A 'streaming cold' where the nose and eyes water profusely, can respond to drinking onion water. Simply dip a slice of onion into a glass of hot water for two seconds, then sip the cooled water throughout the day. Half an onion on the bedside table also alleviates cold symptoms because its odor is inhaled while you sleep.

People prone to catarrh may find that chewing the buds from a pine or larch throughout the day will clear up their condition in just a few days.

Do you suffer from sore eyes? If your eyes are sore from lengthy exposure to the sun, try beating the white of an egg and then spread it over a cloth and bandage the eyes with it. Leave the preparation on overnight. Soft cheese (quark) is also a good remedy for this condition.

For those unpleasant times when you suffer from diarrhea, two tablespoons of brown vinegar will usually fix the problem. Vinegar can be rather horrible to take, but who cares! The problem is more horrible. Vinegar can usually be found in most people's cupboards, so you don't need to worry about finding someone to run to the shop for you in an emergency.

Sleepless?
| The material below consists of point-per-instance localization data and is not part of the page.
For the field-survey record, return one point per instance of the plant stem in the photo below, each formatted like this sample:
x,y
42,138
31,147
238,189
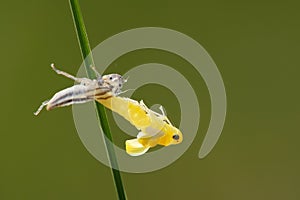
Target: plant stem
x,y
100,110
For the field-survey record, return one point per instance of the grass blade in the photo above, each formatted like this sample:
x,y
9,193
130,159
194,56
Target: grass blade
x,y
100,110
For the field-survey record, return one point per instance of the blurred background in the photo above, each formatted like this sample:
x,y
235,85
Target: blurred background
x,y
255,45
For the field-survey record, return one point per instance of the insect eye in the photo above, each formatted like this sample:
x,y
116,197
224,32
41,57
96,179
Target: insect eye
x,y
176,137
166,122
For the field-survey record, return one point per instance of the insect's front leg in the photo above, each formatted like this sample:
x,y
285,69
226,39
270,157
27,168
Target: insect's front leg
x,y
84,81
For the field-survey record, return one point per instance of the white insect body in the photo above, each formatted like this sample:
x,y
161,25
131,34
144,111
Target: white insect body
x,y
88,90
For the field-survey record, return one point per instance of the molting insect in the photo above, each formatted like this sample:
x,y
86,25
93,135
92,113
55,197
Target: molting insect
x,y
155,128
102,87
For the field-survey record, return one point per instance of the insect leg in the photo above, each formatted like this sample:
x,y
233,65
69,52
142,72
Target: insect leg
x,y
41,107
98,75
83,81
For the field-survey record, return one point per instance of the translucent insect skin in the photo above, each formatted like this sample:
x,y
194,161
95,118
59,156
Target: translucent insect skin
x,y
87,90
155,128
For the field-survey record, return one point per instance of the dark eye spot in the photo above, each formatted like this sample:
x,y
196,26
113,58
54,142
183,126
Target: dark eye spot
x,y
166,121
176,137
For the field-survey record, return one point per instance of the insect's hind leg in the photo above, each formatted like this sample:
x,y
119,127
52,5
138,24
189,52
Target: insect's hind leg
x,y
84,81
41,107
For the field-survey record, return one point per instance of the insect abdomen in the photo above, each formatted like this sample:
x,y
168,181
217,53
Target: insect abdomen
x,y
74,95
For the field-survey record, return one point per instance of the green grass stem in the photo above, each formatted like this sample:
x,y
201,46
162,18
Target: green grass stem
x,y
100,110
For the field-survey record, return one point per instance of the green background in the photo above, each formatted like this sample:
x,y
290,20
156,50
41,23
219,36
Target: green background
x,y
255,44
Instead of reaching for sleeping pills, which can quickly become addictive, try this: Drink only caffeine free tea or coffee starting late in the afternoon.. Go to bed earlier rather than later, as being overtired tends to keep people awake. Make sure the bedroom is dark and quiet. Use only pure wool or cotton sheets and blankets. Polyester materials can cause sweat and make you thirsty (if your child constantly asks for water throughout the night, this could be the reason).

And don't watch those scary movies just before retiring! If you still can't sleep, make a tea of lemongrass or drink a nightcap of herbal tea containing chamomile. It's easy to grow lemongrass in your garden or start a flower pot on the balcony for ease of picking. Simply steep a handful in boiling water for five minutes. Honey may be added for a sweetener.

Of course there will be times when you do need modern drugs, so if these simple remedies don't have the required affect, be sure to see a health care professional.